You can still see in the castle the room in which the mighty William is said to have been born, though all probability points to his birthplace having been in the valley below. The room shown is in no sense a royal apartment; it is a little, dark, dungeon-like chamber, airless and lightless, built in the thickness of the wall; but sleeping accommodation was not made much account of then. In any case, the castle and the valley on which we look were the earliest associations of William’s childhood. Here he lay an unconscious babe, when, as we are told by Wace, he was visited by two of the premier barons in the land, one of whom exclaimed prophetically, “Par toi e par ta ligne sert la mienne moult abaisse.”
Here in that varied childhood, passed partly in the unsavoury tanyard with his grandfather, partly in the castle with the stern-faced man who caressed him, and whom he was told to call father; eyed askance by the richly-dressed young nobles; hugged by the simple-minded Arlotta, he grew up. Gradually a knowledge of his own peculiar position, of his royal but sullied birth, of the battle before him, must have forced themselves into the mind of a boy far more thoughtful than his years; and by the time he was eight, at an age when most boys have hardly begun to think, he had to take up his stern inheritance.

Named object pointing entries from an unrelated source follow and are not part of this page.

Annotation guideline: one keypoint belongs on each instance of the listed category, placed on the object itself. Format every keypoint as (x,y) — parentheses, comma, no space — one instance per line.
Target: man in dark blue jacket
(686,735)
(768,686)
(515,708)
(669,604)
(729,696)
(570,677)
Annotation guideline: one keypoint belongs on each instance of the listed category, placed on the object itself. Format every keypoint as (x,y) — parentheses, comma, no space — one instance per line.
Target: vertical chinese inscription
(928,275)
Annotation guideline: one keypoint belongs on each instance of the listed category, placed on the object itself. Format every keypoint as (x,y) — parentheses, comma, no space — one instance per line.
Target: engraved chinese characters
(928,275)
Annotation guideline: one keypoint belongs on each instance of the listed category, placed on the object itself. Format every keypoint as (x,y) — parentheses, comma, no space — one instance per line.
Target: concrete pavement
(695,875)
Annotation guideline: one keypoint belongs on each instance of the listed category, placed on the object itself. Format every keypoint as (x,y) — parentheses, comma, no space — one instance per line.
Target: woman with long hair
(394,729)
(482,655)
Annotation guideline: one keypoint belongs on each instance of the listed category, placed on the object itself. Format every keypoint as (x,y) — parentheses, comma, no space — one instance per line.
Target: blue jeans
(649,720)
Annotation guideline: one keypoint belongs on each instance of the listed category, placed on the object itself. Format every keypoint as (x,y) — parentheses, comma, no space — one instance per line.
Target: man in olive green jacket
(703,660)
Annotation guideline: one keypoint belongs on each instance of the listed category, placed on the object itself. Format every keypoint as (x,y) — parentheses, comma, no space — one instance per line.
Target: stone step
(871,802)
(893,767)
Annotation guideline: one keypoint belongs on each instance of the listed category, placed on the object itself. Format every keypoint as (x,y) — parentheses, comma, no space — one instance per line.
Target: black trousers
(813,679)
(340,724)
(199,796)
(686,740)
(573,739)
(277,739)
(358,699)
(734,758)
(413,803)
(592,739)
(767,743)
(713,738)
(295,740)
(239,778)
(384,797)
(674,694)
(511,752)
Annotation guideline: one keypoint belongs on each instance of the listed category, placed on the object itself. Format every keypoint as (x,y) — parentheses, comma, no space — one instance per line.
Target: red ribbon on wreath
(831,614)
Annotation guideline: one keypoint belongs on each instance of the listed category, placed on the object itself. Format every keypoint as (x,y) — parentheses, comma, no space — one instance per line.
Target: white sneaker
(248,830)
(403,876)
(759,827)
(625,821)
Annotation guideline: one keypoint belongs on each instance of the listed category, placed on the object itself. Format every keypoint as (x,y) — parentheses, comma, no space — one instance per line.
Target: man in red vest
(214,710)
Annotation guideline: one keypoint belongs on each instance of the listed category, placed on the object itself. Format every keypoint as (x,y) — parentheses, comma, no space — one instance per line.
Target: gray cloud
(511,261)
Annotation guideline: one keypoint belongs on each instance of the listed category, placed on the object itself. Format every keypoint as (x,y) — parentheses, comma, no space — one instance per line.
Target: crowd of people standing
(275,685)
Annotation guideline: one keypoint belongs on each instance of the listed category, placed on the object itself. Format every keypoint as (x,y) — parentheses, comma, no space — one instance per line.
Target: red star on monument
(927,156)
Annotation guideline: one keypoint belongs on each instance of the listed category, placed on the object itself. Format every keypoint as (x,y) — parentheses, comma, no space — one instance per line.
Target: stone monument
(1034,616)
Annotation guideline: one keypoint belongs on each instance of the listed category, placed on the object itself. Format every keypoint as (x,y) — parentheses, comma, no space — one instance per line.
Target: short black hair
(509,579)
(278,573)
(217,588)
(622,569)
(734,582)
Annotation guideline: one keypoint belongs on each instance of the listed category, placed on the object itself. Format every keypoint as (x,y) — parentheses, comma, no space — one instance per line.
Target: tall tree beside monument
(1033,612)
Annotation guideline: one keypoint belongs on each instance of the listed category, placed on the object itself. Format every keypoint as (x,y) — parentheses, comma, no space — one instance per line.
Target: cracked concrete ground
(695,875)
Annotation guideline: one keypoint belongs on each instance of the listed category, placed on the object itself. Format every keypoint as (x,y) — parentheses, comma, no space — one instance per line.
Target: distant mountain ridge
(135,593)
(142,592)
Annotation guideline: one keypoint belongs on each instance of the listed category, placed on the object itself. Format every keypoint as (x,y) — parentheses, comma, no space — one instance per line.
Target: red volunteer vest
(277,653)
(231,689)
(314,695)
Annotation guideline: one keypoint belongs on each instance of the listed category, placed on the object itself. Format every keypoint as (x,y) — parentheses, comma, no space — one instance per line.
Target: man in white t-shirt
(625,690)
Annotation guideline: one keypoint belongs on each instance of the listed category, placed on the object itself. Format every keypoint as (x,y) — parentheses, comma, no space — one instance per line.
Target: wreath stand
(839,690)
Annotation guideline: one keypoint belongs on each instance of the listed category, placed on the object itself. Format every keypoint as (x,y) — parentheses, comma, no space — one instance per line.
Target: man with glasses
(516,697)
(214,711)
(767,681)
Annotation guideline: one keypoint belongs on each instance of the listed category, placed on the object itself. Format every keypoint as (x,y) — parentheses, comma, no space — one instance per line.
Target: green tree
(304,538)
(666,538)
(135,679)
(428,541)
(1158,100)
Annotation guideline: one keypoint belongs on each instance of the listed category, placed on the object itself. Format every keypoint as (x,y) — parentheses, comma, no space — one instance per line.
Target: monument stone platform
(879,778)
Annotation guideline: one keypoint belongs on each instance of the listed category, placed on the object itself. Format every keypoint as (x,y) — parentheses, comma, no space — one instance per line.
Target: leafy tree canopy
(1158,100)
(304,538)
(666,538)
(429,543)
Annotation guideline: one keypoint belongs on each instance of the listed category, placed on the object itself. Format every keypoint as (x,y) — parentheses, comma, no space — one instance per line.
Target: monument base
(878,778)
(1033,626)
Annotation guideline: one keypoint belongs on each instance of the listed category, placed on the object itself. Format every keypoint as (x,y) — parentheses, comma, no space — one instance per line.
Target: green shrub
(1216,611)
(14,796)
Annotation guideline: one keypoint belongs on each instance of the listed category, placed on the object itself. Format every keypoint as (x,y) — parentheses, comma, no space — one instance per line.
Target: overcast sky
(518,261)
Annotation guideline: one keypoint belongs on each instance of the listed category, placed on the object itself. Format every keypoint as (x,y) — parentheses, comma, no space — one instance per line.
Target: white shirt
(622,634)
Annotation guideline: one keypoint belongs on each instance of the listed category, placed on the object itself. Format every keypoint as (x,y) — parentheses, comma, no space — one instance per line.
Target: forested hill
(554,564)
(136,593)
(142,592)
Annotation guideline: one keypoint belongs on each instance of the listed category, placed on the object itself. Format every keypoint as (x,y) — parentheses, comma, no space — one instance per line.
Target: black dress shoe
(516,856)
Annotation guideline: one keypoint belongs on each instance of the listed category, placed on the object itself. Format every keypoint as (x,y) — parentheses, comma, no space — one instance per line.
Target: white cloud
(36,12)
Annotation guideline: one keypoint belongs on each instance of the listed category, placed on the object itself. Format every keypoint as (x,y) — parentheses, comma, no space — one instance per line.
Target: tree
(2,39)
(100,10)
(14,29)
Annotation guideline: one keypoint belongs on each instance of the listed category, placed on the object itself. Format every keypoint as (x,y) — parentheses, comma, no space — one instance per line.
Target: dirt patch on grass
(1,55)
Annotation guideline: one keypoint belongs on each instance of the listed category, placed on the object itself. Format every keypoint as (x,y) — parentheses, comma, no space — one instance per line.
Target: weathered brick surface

There is no doubt that spring is the time to see Falaise—spring, when the trees are at their freshest and richest, undimmed by dust or heat. By standing on the highest part of one line of rocks, we can see behind the castle in miniature the church of Guibray perched on a hill, its conical spire showing up against a distant line of horizon, so straight, so blue, so misty, it might well be the sea.
The town itself shows as a mass of roofs, varying from brick red to slate blue, but mostly the colour of rust; these are strangely high-pitched to an English eye, and show well amid the mass of complementary green, in which there are darker touches in the copper beeches and cedars here and there—a magnificent panorama, with enough sentiment and history about it to keep it from the insipidity of mere beauty, and nothing more.